TWU National Secretary Michael Kaine will call on the select committee to mark a turning point in the expansion of gig-style work into freight and other industries.

“The cost of the gig economy is simply devastating. Each day workers are stripped of their livelihoods at the whim of an app notification with no redress. Those who are not are subjected to dangerous toil with the despair of vainly trying to subsist on less than half the National minimum wage. And that is of course, only if that subsistence is not ended abruptly by death or serious injury wrought by these dangerous work pressures.
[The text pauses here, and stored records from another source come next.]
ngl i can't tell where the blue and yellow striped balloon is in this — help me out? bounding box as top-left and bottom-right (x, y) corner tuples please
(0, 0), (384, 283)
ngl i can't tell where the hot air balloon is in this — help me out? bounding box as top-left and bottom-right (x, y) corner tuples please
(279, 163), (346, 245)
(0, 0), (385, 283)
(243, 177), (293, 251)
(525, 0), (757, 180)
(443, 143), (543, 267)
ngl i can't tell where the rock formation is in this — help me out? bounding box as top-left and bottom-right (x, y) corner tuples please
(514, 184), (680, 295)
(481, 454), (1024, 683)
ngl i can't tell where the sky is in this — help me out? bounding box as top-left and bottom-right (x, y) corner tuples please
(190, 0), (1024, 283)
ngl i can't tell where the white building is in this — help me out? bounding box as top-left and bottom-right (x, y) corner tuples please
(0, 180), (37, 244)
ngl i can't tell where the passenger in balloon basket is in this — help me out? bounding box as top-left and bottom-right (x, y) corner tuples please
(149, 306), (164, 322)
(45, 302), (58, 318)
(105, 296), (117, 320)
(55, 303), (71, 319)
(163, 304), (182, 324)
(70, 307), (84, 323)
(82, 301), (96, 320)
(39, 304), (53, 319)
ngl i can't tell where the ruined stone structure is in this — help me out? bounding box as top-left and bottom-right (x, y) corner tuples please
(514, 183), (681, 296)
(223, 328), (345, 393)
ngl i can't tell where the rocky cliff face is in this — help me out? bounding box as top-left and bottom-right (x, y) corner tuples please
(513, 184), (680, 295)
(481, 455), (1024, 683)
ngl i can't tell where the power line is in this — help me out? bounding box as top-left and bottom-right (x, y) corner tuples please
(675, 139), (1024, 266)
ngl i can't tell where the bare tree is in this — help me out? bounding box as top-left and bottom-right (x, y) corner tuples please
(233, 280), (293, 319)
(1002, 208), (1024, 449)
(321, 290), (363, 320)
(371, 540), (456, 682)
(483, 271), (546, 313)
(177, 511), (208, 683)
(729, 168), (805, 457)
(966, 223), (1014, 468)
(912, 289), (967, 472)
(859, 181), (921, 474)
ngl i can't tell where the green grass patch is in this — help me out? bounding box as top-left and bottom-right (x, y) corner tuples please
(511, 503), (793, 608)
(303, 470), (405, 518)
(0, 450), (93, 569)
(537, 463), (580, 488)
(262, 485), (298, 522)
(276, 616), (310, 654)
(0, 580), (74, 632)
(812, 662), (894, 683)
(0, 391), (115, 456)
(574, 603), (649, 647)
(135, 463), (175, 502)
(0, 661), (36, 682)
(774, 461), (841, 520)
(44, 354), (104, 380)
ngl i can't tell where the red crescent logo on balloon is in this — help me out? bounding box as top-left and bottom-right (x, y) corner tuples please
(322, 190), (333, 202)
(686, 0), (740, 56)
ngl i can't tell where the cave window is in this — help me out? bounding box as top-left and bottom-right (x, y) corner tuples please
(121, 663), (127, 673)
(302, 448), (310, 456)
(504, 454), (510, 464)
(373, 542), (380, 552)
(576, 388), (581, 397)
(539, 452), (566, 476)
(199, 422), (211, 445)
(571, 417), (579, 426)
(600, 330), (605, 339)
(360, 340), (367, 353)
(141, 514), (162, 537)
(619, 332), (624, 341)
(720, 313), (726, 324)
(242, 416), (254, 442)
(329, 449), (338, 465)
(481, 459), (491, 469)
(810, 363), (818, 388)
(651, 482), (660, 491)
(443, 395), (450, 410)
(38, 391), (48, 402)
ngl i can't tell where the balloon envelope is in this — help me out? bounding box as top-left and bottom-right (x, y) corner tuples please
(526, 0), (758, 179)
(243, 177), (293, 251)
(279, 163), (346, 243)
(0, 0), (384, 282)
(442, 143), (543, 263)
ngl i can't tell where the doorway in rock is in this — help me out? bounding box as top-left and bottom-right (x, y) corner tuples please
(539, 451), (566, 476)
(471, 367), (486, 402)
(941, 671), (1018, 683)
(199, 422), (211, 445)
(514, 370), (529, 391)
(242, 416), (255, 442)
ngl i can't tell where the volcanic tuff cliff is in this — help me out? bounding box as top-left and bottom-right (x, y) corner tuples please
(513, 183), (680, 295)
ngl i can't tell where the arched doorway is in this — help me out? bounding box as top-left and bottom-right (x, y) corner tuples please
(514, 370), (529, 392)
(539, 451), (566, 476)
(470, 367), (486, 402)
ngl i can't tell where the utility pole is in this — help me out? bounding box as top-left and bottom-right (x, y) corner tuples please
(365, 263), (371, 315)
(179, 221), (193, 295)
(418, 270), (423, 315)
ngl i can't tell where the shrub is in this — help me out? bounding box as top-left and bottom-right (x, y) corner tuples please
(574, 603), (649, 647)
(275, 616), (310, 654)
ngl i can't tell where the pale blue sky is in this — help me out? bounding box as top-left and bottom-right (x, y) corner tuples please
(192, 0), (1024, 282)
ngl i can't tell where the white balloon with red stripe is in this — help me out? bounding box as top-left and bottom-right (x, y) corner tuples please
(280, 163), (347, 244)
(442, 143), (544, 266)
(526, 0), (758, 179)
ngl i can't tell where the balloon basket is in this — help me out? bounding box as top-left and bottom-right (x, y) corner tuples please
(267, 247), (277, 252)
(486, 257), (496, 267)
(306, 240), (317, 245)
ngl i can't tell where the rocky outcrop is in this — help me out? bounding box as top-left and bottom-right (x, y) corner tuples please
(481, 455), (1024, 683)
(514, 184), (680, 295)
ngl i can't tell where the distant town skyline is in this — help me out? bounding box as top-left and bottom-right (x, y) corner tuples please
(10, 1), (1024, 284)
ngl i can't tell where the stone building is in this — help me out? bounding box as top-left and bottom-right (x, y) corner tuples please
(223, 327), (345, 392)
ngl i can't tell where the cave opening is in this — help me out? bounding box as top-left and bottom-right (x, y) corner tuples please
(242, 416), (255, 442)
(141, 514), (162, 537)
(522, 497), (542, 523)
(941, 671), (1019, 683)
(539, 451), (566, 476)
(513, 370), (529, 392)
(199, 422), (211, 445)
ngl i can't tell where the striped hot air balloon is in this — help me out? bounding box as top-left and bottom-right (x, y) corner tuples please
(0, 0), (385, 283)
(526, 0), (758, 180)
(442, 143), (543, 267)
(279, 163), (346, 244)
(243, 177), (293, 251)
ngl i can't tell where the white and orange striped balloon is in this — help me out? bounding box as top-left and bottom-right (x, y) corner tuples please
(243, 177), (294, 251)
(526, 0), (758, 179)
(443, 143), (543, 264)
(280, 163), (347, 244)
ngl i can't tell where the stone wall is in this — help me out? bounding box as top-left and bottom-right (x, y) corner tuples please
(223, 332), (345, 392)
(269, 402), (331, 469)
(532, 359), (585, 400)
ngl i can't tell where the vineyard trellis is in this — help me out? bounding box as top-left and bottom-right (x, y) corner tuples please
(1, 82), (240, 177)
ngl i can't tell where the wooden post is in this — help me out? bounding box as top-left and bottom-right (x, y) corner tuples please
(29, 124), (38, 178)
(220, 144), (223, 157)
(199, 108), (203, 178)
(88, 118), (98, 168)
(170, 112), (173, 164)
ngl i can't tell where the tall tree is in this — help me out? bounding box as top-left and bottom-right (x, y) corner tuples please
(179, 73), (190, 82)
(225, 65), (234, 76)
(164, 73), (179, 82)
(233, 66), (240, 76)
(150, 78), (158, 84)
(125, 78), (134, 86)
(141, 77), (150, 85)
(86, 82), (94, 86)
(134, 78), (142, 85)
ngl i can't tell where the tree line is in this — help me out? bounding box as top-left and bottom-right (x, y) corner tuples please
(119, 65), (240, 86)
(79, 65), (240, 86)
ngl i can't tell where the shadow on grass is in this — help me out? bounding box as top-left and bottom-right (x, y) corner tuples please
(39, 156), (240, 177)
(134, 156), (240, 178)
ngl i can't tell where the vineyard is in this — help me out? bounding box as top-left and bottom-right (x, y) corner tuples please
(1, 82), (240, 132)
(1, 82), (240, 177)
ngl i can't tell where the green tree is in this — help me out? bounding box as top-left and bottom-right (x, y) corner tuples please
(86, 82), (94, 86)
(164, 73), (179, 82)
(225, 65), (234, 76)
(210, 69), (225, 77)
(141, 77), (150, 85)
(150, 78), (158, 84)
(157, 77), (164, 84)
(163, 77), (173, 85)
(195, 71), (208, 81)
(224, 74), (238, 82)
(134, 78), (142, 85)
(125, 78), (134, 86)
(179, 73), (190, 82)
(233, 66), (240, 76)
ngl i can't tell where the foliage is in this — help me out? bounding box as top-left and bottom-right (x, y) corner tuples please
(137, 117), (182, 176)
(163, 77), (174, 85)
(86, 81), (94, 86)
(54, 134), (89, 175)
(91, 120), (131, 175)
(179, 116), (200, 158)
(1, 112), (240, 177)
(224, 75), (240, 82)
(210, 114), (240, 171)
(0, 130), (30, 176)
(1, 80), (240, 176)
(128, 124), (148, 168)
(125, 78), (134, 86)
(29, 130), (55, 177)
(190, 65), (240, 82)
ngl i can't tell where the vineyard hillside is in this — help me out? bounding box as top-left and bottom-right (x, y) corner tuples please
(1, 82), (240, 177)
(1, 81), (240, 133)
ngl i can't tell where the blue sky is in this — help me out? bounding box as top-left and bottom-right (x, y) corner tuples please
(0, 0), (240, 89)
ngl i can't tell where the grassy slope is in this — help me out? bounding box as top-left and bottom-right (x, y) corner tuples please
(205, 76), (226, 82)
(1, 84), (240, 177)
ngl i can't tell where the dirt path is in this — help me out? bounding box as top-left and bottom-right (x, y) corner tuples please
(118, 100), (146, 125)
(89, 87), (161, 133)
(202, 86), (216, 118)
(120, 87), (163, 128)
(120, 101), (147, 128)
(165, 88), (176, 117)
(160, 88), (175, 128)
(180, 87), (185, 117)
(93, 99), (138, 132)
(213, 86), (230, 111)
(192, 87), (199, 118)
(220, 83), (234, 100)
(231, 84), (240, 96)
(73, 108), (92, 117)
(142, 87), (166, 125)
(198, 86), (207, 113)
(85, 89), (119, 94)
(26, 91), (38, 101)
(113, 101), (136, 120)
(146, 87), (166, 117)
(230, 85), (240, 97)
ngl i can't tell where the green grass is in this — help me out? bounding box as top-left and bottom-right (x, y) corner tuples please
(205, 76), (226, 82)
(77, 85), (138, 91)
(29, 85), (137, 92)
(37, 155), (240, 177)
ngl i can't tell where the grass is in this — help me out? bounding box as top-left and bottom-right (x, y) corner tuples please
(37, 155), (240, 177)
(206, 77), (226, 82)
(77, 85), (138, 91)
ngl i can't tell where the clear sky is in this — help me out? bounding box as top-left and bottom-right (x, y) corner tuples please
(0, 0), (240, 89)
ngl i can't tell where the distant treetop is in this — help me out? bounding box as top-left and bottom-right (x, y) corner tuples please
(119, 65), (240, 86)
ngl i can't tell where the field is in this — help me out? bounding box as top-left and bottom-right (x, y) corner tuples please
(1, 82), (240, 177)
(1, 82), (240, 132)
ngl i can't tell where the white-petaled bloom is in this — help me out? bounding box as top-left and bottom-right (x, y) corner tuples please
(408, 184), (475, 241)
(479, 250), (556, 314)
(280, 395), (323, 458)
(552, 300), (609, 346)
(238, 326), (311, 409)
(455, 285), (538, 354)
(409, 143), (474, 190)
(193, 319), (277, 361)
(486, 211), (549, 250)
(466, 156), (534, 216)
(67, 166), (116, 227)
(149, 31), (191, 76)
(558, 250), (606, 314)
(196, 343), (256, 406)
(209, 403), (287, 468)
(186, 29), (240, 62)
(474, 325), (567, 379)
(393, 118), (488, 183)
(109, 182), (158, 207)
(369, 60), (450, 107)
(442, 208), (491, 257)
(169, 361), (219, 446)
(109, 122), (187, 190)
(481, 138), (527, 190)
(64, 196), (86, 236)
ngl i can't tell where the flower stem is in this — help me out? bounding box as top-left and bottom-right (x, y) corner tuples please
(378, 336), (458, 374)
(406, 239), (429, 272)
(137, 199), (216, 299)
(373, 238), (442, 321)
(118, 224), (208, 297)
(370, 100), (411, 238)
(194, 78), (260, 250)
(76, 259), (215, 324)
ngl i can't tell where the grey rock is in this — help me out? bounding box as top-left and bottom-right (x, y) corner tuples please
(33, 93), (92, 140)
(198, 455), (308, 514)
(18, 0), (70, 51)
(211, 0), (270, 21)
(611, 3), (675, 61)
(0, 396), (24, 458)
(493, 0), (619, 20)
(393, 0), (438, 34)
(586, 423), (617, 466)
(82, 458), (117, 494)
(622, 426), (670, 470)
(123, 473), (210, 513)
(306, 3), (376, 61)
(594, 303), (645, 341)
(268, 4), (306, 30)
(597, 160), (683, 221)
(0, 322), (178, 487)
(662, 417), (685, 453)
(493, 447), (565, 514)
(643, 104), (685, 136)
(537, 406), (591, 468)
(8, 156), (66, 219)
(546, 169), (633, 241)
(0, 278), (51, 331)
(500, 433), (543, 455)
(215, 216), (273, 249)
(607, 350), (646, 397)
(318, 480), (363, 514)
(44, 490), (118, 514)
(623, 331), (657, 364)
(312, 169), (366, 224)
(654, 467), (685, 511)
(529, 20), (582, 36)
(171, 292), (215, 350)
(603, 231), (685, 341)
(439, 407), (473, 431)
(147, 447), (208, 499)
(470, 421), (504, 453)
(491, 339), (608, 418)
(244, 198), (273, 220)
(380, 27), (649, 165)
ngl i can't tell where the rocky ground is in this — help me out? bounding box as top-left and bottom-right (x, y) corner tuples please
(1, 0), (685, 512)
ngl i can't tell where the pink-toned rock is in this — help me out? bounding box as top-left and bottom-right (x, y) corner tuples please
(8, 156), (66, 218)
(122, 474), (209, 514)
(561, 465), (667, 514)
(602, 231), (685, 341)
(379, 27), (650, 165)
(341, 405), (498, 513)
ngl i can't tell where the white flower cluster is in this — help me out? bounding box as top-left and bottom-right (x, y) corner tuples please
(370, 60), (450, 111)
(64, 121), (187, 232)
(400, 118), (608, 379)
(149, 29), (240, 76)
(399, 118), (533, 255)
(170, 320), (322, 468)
“The lives of 100,000 gig transport workers today, 650,000 transport workers tomorrow and every other Australian worker in the near future hang in the balance. The exploitative gig model that has seen food delivery riders die now threatens to pervade the entirety of the freight market and has moved quickly into nearly every single area of the economy. This is channelling towards the destruction of industrial rights that have been built up to protect workers over decades. This would be a national emergency.

“This outcome is not inevitable. With regulation to set minimum pay, standards and protections for all workers, the Federal Government would ensure a bright future for the Australian economy and workforce. Gig companies espouse the myth that flexibility and fairness are mutually exclusive concepts, but their coexistence has been a distinguishing feature of the Australian system for over a century. We can be a nation which embraces this latest wave of technological change and innovation in a way that is shaped by an unwavering commitment to fairness, equality and community. But our laws must change, and we must act now,” he said.

Last year, five food delivery riders died in a two-month period. The NSW Government set up a Taskforce to investigate, which the TWU has slammed for silencing workers on fatal pressures caused by low pay and for refusing to take any regulatory action.

The TWU has two live cases against Deliveroo for underpayments and unfair sacking of workers and previously won an unfair dismissal case against Foodora which subsequently skipped the country.

In December, Uber rushed to settle a case over the unfair sacking of delivery driver Amita Gupta after Federal Court judges savaged its business model. Uber subsequently changed its contracts with delivery riders in an attempt to distance itself from responsibility to pay minimum wage or give rights to workers.